Kim Novak, Vertigo

Thursday, January 26, 2006

Sunday, October 16, 2005

David Thomson

"Novak was a big, shy blonde, diffident about her beautiful body and forever trying to speak up and project. Many critics saw this tense endeavor and concluded that she was not an actress. But film sometimes flinches at the expertise of actresses, and the sympathetic viewer may come to realize that there was a mute honesty in Novak: she did not conceal the fact that she had been drawn into a world capable of exploiting her. Filming seemed an ordeal for her; it was as if the camera hurt her. But while many hostile to the movies rose in defense of the devastation of Marilyn Monroe--whether or not she was a sentient victim--Novak was stoical, obdurate, or sullen. She allowed very few barriers that raw self and the audience and now looks dignified, reflective, and resonsive to feeling where Monroe appears haphazard and oblivious. Novak is the epitome of every small-town waitress or beauty contest winner who thoguth of being in the movies. Despite a thorough attempt by columbia to glamorize her, she never lost the desperate attentiveness of someone out of her depth but refusing to give in. Her performances improve with time so that ordinary films come to center on her; even Vertigo, Hitchcock's masterpiece, owes some of its power to Novak's harrowing suspension between tranquillity and anxiety.

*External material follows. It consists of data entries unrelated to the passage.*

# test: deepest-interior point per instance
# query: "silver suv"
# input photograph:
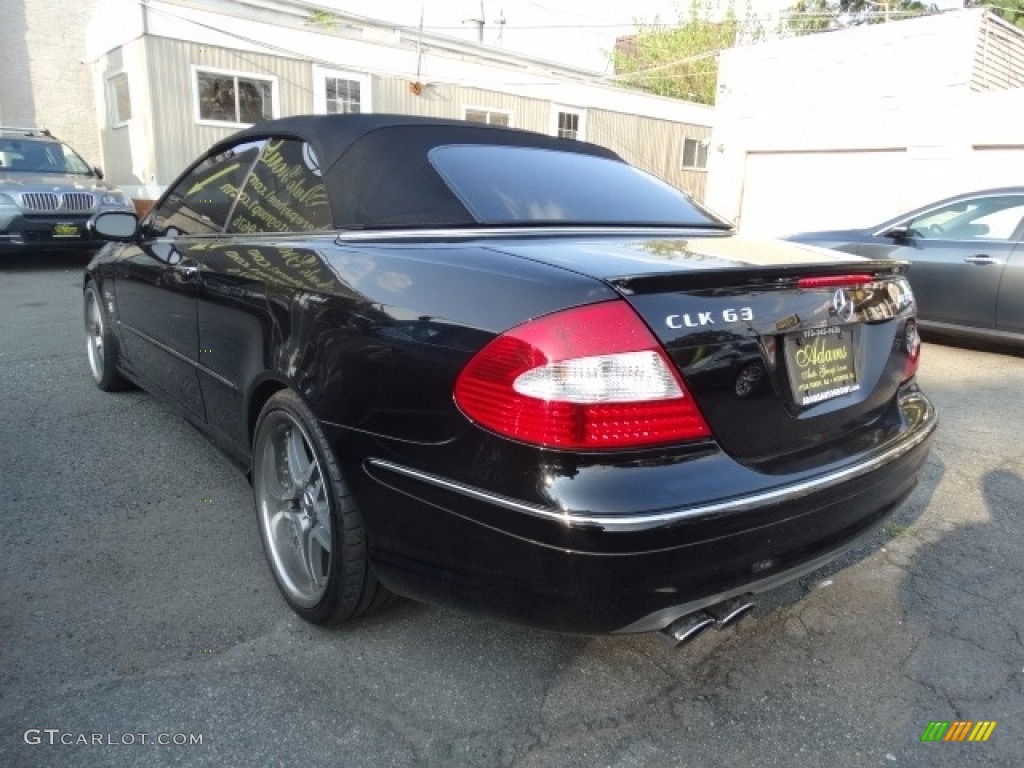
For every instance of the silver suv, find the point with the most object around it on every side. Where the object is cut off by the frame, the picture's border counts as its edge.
(48, 193)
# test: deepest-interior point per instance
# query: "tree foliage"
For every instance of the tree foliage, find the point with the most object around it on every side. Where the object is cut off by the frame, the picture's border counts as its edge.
(681, 59)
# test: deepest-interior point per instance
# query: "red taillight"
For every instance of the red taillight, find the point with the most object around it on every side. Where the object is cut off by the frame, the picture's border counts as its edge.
(834, 281)
(911, 340)
(588, 378)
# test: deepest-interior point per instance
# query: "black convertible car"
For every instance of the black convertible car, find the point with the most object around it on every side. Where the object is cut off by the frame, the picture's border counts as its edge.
(498, 371)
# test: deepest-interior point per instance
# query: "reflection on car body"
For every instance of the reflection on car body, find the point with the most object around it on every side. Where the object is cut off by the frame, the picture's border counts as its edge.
(468, 393)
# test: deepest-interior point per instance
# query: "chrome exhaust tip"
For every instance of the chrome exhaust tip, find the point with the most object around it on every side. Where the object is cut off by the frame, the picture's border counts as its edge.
(729, 611)
(686, 628)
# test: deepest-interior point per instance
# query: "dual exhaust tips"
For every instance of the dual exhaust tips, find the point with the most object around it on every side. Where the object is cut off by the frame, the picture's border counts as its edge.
(719, 615)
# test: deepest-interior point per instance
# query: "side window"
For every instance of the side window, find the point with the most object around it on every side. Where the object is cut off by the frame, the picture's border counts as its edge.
(285, 192)
(981, 218)
(201, 202)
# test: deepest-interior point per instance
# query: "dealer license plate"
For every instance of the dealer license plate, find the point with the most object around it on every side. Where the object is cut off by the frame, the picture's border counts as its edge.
(820, 361)
(67, 229)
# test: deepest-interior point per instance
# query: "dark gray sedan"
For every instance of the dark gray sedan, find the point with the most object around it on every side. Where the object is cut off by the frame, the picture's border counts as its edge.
(967, 260)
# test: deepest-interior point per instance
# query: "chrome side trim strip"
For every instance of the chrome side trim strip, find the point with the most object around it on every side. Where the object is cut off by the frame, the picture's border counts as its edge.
(357, 236)
(624, 522)
(175, 353)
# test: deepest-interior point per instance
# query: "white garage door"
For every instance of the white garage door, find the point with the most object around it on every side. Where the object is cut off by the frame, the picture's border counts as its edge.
(792, 192)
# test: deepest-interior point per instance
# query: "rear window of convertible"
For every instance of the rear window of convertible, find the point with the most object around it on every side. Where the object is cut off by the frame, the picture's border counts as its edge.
(524, 185)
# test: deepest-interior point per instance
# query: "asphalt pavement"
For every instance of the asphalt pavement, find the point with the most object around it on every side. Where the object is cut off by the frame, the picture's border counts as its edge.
(139, 625)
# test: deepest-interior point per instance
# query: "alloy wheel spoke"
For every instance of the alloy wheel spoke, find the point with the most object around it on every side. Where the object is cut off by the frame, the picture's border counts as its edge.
(278, 480)
(300, 463)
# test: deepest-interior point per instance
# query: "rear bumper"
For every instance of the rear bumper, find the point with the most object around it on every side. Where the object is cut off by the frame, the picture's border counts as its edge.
(567, 569)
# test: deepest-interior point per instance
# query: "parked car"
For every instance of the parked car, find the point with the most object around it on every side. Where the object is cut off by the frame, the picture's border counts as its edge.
(463, 364)
(967, 260)
(48, 193)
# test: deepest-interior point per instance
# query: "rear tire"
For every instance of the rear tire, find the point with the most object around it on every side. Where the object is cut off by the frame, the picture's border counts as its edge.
(99, 343)
(311, 529)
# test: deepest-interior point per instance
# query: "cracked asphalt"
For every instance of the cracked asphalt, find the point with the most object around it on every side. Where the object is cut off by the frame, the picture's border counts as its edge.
(131, 606)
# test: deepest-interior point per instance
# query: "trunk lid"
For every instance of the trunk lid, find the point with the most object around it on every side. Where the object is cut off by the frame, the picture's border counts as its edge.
(793, 353)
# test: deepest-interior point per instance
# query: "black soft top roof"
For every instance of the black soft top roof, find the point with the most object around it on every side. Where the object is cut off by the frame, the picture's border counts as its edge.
(376, 167)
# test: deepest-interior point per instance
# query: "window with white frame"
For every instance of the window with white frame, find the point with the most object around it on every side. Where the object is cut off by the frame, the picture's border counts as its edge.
(568, 123)
(119, 98)
(491, 117)
(340, 92)
(233, 97)
(694, 154)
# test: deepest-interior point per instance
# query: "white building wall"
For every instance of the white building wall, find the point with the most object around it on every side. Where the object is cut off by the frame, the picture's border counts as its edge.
(44, 80)
(848, 128)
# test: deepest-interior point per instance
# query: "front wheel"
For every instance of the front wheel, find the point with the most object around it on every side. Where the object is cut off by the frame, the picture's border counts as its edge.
(311, 529)
(99, 344)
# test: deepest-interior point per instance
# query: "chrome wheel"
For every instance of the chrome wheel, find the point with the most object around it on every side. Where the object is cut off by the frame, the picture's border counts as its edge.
(294, 508)
(94, 334)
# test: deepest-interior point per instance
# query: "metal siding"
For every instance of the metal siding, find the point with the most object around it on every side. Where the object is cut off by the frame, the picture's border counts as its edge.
(655, 145)
(998, 56)
(444, 100)
(177, 136)
(650, 143)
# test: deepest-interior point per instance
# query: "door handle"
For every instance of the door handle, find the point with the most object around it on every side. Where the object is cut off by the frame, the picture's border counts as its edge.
(187, 271)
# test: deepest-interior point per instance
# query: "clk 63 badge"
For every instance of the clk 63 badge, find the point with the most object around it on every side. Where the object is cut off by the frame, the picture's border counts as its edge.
(696, 320)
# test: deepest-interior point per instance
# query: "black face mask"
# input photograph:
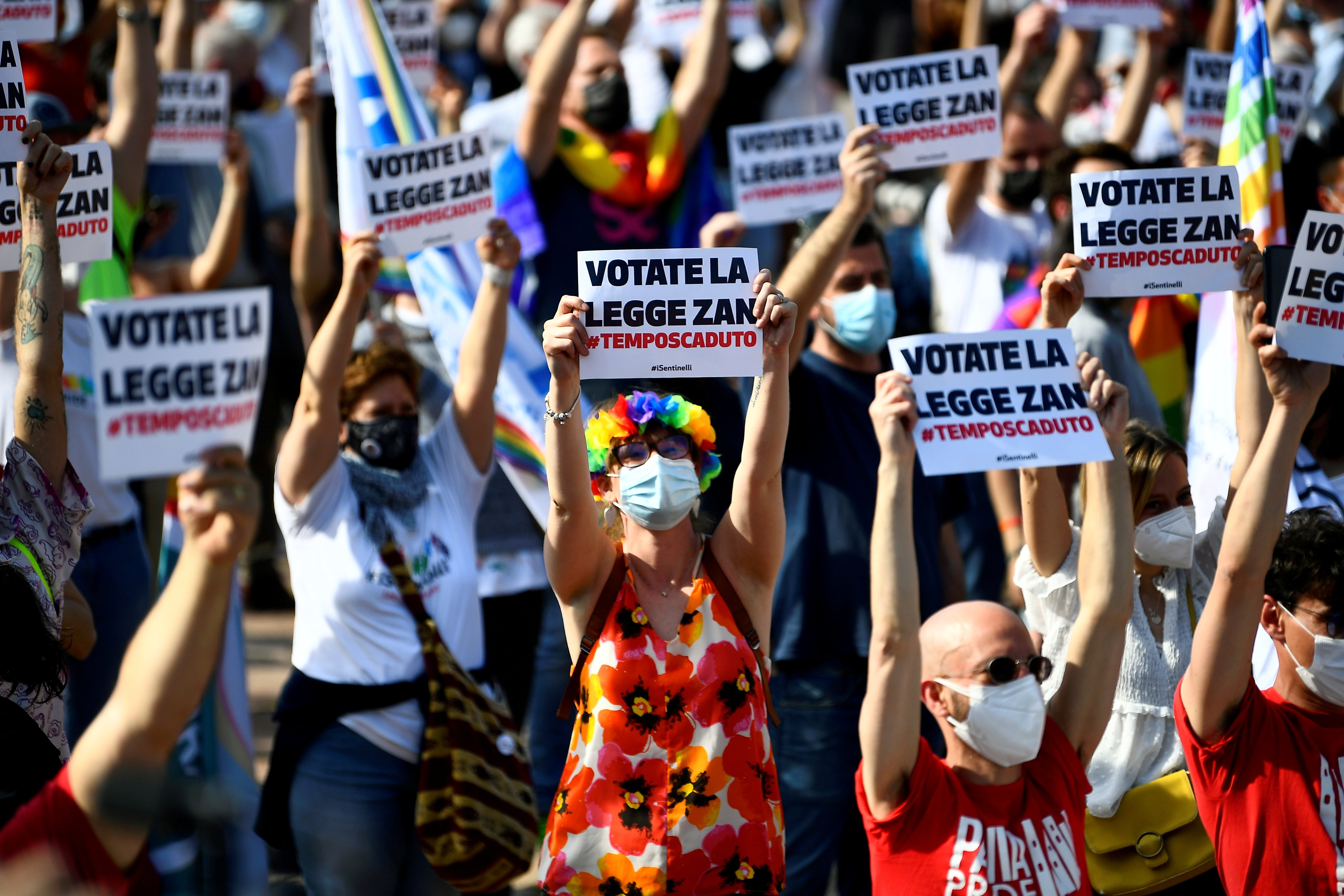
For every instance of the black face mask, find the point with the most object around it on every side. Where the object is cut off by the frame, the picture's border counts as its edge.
(608, 104)
(1021, 187)
(388, 441)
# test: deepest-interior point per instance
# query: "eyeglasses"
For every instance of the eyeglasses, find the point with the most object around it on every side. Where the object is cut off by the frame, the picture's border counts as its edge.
(1005, 670)
(674, 448)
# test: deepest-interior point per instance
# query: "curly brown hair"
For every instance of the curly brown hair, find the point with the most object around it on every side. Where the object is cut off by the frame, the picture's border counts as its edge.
(378, 362)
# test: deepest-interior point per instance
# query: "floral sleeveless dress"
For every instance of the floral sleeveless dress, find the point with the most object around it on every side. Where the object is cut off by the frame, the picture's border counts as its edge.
(670, 786)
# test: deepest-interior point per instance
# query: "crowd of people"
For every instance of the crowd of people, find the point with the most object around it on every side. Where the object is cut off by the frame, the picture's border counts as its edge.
(753, 647)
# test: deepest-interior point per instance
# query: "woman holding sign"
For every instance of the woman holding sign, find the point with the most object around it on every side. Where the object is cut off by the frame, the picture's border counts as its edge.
(671, 745)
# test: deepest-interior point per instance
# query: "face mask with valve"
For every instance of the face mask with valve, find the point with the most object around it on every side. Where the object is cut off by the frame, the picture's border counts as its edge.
(865, 319)
(659, 494)
(1326, 676)
(1167, 539)
(1006, 722)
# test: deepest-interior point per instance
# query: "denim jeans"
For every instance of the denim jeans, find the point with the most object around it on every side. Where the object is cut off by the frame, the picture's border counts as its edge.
(114, 575)
(353, 809)
(816, 751)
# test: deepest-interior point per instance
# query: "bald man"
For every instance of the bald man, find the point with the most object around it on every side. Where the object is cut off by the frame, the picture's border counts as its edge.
(1006, 808)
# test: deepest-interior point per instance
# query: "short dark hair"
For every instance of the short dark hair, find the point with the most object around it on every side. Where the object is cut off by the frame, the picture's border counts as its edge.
(1308, 559)
(1061, 166)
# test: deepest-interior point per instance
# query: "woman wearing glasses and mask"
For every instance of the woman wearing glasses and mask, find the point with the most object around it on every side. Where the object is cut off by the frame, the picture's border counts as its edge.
(670, 774)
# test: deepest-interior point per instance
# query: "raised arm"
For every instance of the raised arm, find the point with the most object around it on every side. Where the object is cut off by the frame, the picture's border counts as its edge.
(173, 656)
(1045, 510)
(889, 722)
(1105, 575)
(811, 269)
(483, 344)
(551, 66)
(704, 75)
(312, 441)
(311, 265)
(1221, 658)
(135, 85)
(749, 541)
(39, 406)
(209, 269)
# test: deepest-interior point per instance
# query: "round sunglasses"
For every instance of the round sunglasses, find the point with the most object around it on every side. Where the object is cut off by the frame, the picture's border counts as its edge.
(673, 448)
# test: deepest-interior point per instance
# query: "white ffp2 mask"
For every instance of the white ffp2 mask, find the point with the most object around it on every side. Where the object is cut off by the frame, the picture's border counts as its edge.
(1167, 539)
(1006, 722)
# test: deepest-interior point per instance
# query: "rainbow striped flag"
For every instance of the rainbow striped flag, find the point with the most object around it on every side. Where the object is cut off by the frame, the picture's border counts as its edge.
(1251, 128)
(377, 105)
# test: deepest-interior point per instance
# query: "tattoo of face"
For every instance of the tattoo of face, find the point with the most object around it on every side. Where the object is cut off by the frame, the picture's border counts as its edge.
(37, 412)
(31, 311)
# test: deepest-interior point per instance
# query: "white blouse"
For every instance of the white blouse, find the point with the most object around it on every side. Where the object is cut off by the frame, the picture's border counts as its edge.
(1140, 742)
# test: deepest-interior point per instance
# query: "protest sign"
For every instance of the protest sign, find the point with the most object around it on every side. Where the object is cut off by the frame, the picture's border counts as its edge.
(935, 108)
(416, 36)
(29, 21)
(433, 193)
(1158, 230)
(670, 23)
(84, 212)
(999, 401)
(1090, 15)
(677, 312)
(1206, 95)
(1311, 316)
(175, 375)
(787, 170)
(193, 117)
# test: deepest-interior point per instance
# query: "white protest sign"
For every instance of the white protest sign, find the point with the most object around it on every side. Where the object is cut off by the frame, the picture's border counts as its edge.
(433, 193)
(1090, 15)
(84, 212)
(785, 170)
(668, 23)
(933, 109)
(999, 401)
(416, 34)
(30, 21)
(675, 312)
(175, 375)
(193, 117)
(1311, 318)
(1158, 230)
(1206, 95)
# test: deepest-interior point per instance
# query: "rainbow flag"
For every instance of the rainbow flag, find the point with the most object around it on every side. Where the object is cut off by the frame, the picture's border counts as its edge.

"....Less a performance than a helpless confession of herself, Novak's contribution to [Vertigo] is one of the major female performances in the cinema. Among its many themes, Vertigo is about a rough young woman who gives a superb performance as a kind of Grace Kelly blind to being watched, and then finds herself trapped. The "Judy" in Vertigo loves Scotty, but it is her tragedy that she can only meet his desire for her by returning to the dream woman, "Madeleine." Vertigo contains a very subtle analysis of the ordeal and the self-obliteration in acting, and it works all the better because Novak was so direct, unschooled, and slavelike. There are actresses whose intelligence always shows--like Katharine Hepburn, Louise Brooks in Pandora's Box, or Dietrich in the Sternberg films. Then there are actresses who seem stripped of any chance of control. They are simply there, caught in the lights by the camera and the movie--like Brooks in Pandora's Box, Karina in Pierrot le Fou, and Novak in Vertigo."

David Thomson
A Biographical Dictionary of Film, 3rd Edition (1994), p. 551
(revised from 2nd edition and maybe 1st; reprinted in 4th edition).